In [None]:
from google.colab import drive
drive.mount('/content/drive')

In [None]:
import matplotlib.pyplot as plt # this module contains functions that allow to quickly generate many kinds of plots .
import mpl_toolkits.mplot3d # provides 3D plotting
from sklearn import datasets # this module includes utilities to load datasets
from sklearn.decomposition import PCA #principal component analysis
import numpy as np #library that contains multidimensional array and matrix data structures
import cv2 #real-time optimized Computer Vision library

In [None]:
"""The Iris data set consists of 3 different types of irises’ (Setosa, Versicolour,and Virginica) petal and sepal length, stored in a 150x4 (n_samples x n_features) numpy.ndarray.

The rows being the samples and the columns being: Sepal Length, Sepal Width, Petal Length and Petal Width
"""

# import some data to play with

iris = datasets.load_iris()

'''
Load and return the iris dataset (classification).

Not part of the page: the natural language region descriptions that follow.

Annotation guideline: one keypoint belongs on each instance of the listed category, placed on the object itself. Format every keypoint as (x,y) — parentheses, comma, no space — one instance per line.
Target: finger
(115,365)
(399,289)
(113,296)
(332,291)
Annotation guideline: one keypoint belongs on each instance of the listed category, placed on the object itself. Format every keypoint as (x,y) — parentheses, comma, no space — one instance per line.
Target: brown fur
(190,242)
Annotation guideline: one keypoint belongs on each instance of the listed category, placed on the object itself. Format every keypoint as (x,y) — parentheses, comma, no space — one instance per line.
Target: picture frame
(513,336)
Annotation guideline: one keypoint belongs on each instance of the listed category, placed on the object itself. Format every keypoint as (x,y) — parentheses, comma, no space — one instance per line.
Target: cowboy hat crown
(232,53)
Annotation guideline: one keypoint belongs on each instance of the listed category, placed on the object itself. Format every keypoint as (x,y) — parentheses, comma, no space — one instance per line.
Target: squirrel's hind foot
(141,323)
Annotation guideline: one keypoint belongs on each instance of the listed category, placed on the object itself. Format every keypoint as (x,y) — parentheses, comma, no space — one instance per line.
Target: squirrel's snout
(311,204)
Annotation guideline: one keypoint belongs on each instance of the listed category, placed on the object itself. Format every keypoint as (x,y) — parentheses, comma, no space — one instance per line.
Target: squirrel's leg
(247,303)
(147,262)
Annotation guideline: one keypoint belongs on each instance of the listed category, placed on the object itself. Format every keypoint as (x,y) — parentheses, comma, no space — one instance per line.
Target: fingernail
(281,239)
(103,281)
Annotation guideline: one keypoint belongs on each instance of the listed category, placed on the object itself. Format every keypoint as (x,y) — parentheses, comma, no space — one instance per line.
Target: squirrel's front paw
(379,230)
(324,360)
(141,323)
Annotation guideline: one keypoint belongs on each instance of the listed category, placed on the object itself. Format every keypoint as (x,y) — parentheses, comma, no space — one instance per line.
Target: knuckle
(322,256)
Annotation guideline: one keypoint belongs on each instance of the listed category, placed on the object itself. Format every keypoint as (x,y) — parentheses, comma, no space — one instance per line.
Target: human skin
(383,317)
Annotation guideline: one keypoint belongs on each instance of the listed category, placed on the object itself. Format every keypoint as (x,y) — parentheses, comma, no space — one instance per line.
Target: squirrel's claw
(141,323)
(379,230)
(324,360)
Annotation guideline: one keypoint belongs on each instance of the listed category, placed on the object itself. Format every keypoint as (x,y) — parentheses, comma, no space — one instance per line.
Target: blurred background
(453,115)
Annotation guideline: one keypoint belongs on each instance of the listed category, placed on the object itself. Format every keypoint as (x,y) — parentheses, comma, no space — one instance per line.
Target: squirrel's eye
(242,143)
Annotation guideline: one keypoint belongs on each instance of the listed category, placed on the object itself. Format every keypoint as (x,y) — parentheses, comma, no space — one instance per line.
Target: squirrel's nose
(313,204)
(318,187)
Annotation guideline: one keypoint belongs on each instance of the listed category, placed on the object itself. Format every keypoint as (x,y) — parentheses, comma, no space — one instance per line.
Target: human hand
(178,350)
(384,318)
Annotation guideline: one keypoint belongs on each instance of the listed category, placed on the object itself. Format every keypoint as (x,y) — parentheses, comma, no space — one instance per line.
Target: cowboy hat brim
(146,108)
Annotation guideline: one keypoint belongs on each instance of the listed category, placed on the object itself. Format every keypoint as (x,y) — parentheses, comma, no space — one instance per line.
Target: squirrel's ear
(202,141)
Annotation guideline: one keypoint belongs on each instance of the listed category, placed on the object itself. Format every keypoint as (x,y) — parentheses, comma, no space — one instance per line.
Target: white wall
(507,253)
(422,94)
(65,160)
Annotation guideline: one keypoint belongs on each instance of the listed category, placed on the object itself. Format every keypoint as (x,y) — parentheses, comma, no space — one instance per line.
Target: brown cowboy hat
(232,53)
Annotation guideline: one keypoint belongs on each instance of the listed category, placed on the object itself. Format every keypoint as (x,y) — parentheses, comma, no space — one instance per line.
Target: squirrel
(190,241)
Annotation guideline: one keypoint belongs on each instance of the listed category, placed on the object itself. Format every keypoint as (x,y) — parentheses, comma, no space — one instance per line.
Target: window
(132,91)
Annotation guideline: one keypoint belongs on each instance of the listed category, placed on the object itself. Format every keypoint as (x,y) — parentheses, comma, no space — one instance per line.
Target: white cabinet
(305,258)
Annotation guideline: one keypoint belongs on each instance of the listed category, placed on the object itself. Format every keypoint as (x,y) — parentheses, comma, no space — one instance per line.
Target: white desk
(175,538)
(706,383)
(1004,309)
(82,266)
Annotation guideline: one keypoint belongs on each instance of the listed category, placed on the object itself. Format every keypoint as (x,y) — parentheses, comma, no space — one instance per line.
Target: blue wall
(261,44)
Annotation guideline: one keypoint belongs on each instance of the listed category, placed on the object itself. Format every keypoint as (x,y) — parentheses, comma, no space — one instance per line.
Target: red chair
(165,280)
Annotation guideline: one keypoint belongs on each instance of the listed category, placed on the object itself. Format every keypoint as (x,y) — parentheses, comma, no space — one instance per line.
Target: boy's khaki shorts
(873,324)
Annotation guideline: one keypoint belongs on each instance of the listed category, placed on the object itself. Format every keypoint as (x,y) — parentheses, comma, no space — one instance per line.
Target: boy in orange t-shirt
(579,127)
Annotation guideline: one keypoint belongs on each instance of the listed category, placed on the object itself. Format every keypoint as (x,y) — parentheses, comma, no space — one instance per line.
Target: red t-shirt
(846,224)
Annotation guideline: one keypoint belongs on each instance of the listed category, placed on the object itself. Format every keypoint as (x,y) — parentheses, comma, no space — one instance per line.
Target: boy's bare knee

The iris dataset is a classic and very easy multi-class classification dataset.

Classes: 3
Samples per class: 50
Samples total: 150
'''

In [None]:
X = iris.data[:, :2]  # the data is 4-dimensional (4 features) but we only take the first two features for graphic purposes (we can visualize 2 features at a time using a scatter plot).
y = iris.target

print("feature matrix size", X.shape)
print("label vector size", y.shape)

In [None]:
#plot the features (we can do it because this is 2D)

x_min, x_max = X[:, 0].min() - 0.5, X[:, 0].max() + 0.5
y_min, y_max = X[:, 1].min() - 0.5, X[:, 1].max() + 0.5

plt.figure(2, figsize=(8, 6))
plt.clf()

# Plot the training points
plt.scatter(X[:, 0], X[:, 1], c=y, cmap=plt.cm.Set1, edgecolor="k")
plt.xlabel("Sepal length")
plt.ylabel("Sepal width")

plt.xlim(x_min, x_max)
plt.ylim(y_min, y_max)
plt.xticks(())
plt.yticks(())

"""In the plot above, the colors represent the 3 different classes."""


In [None]:
#iris = datasets.load_iris()
X_ = iris.data[:, :3]  # we only take the first three features for graphic purposes --> visualization in a 3-dimensional space.
y = iris.target

print("feature matrix size", X_.shape)
print("label vector size", y.shape)

In [None]:
fig = plt.figure(1, figsize=(4, 3))
plt.clf()

ax = fig.add_subplot(111, projection="3d", elev=48, azim=134)
ax.set_position([0, 0, 0.95, 1])

plt.cla()

for name, label in [("Setosa", 0), ("Versicolour", 1), ("Virginica", 2)]:
    ax.text3D(
        X_[y == label, 0].mean(),
        X_[y == label, 1].mean() + 1.5,
        X_[y == label, 2].mean(),
        name,
        horizontalalignment="center",
        bbox=dict(alpha=0.5, edgecolor="w", facecolor="w"),
    )

# Reorder the labels to have colors matching the cluster results
y = np.choose(y, [1, 2, 0]).astype(float)
ax.scatter(X_[:, 0], X_[:, 1], X_[:, 2], c=y, cmap=plt.cm.nipy_spectral, edgecolor="k")

ax.set_xticklabels([])
ax.set_yticklabels([])
ax.set_zticklabels([])

ax.set_xlabel('Sepal length')
ax.set_ylabel('Sepal width')
ax.set_zlabel('Petal length')

plt.show()



# Principal Component Analysis (PCA)

PCA is an unsupervised learning algorithm that tries to identify the subspace in which data approximately lies.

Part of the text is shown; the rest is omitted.